Un grand silence — un de ces silences qui oppressent — régnait dans la demeure de Sylvio Desroches. Yves Courcel et le secrétaire Germain parvinrent d’abord dans l’étude de Sylvio. Tout y était dans l’ordre accoutumé. Sur un pupitre, Yves vit une lettre inachevée de Sylvio à son fils Tanguay. On passa dans la salle à manger, puis dans la chambre à coucher, dont le lit n’avait pas été défait… ou bien, avait été refait.
« M. Courcel, » dit le secrétaire, d’une voix tremblante, en désignant le lit de Sylvio, « pensez-vous que M. Desroches a couché dans ce lit, la nuit dernière ? »
— « Hélas ! je ne sais, » répondit Yves, des larmes dans la voix. « Qu’est-ce que cela signifie ?… Mon Dieu ! Serait-il arrivé malheur à mon ami, à mon frère ? »
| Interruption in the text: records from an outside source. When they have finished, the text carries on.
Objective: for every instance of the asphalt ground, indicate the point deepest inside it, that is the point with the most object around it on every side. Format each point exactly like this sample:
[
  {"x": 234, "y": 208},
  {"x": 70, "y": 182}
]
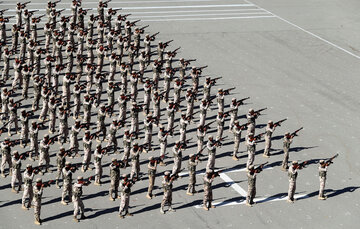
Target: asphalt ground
[{"x": 298, "y": 59}]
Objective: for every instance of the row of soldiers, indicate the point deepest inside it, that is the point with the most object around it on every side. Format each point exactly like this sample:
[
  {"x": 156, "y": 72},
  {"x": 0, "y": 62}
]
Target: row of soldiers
[{"x": 27, "y": 68}]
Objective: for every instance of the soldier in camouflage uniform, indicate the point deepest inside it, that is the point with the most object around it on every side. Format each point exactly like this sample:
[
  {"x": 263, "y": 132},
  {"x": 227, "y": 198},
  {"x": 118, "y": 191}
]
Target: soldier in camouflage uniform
[
  {"x": 76, "y": 198},
  {"x": 114, "y": 179},
  {"x": 193, "y": 161},
  {"x": 152, "y": 165},
  {"x": 208, "y": 197},
  {"x": 16, "y": 173},
  {"x": 67, "y": 182},
  {"x": 29, "y": 174},
  {"x": 60, "y": 163},
  {"x": 292, "y": 173},
  {"x": 38, "y": 191},
  {"x": 287, "y": 142},
  {"x": 167, "y": 184},
  {"x": 125, "y": 187}
]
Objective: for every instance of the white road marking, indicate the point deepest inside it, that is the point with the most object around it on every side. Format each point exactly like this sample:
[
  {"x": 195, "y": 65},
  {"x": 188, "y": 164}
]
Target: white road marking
[{"x": 308, "y": 32}]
« Monsieur reprit le secrétaire, « j’en ai le pressentiment M. Desroches a été assassiné ! »
— « Assassiné ! » s’écria Yves.
— « Oui, monsieur, assassiné ! M. Desroches, quand il a quitté son bureau, hier soir, portait sur lui la somme de 250,000 francs et… »
— « Mais, » répondit Yves… Cependant, il se tut… Devait-il confier au secrétaire ce qui s’était passé la veille ?… Non. Il valait mieux se taire, pour le moment. Le plus pressé c’était de retrouver Sylvio… Qu’était-il devenu ?…
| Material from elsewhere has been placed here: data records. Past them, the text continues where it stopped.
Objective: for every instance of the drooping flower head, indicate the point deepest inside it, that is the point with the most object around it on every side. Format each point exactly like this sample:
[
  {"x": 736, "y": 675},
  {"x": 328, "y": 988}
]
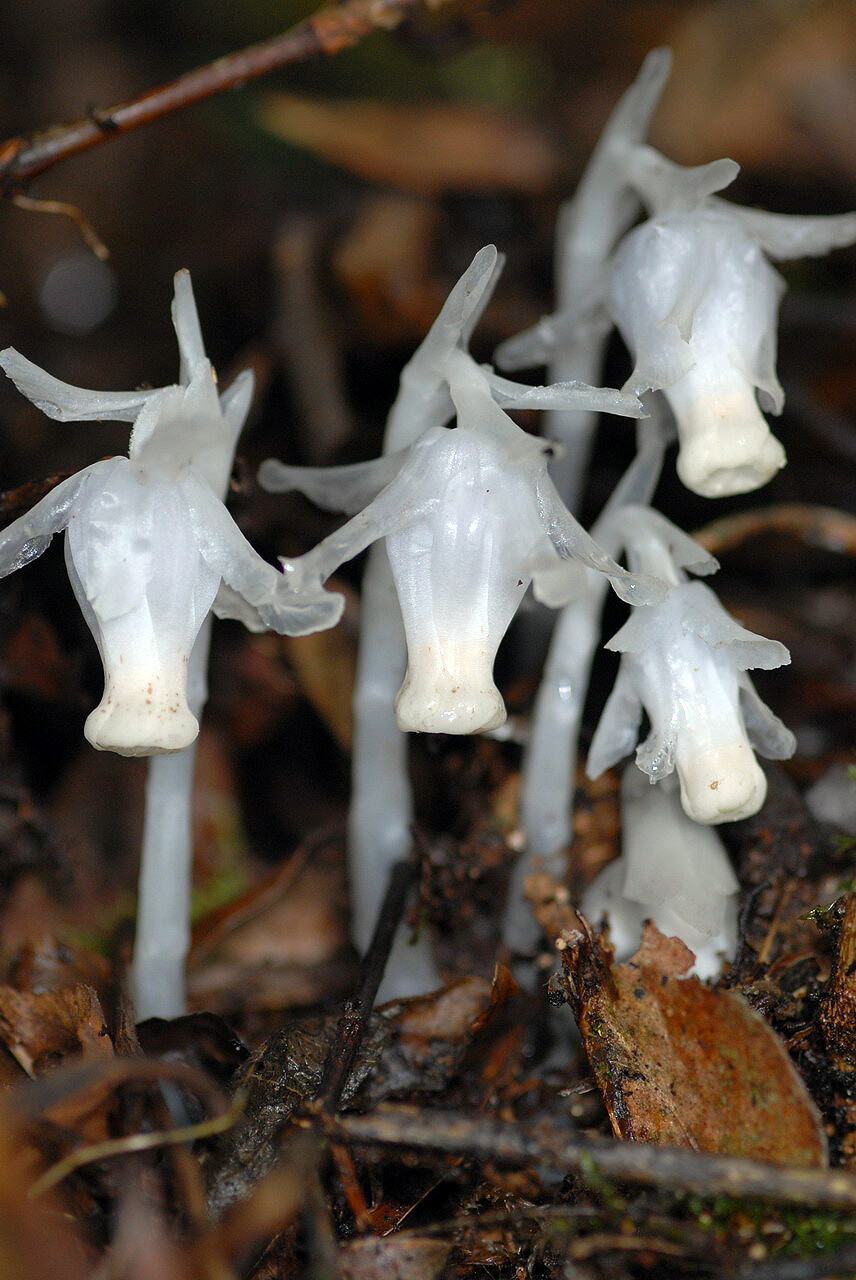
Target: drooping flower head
[
  {"x": 470, "y": 519},
  {"x": 672, "y": 871},
  {"x": 696, "y": 300},
  {"x": 685, "y": 662},
  {"x": 150, "y": 547},
  {"x": 691, "y": 289}
]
« Allons avertir la police ! » s’écria le secrétaire.
— « Écoutez, Germain, » dit Yves « attendons à demain pour mettre la police dans cette affaire. Si mon ami reste introuvable encore demain, nous irons faire notre déclaration à la police, demain soir. »
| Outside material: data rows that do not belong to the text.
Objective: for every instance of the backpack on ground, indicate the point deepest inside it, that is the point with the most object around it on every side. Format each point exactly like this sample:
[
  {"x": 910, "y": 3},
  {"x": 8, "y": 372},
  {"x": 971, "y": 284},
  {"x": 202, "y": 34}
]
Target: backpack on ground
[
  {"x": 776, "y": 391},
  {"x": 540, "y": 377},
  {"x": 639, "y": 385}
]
— « Mais… monsieur Courcel… » murmura le secrétaire.
— « Voyez-vous, Germain, » reprit Yves, « M. Desroches a peut-être quitté la ville pour un jour ou deux seulement et il serait en lieu de nous en vouloir, si nous faisons du bruit à propos de rien… Attendons… Si, demain soir, il n’a pas reparu, je le répète, nous aurons recours à la police. En attendant, vous et moi, chacun de notre côté, nous allons faire des recherchées… discrètement… Qu’en pensez-vous, Germain ?
— « Vous avez raison, M. Courcel, attendons à demain ! Bien sûr, M. Desroches n’a pas de comptes à rendre à qui que ce soit. Peut-être a-t-il quitté la ville pour affaires personnelles et reviendra-t-il demain soir. »
— « Venez déjeuner avec moi, Germain ; nous allons décider ce que nous devrions faire. »
Yves Courcel et Germain quittèrent le domicile de Sylvio Desroches, après en avoir fermé soigneusement la porte à clef, puis ils se rendirent à un restaurant, où, tout en mangeant, ils prirent des mesures pour retrouver Sylvio Desroches dont la disparition semblait enveloppée de mystère.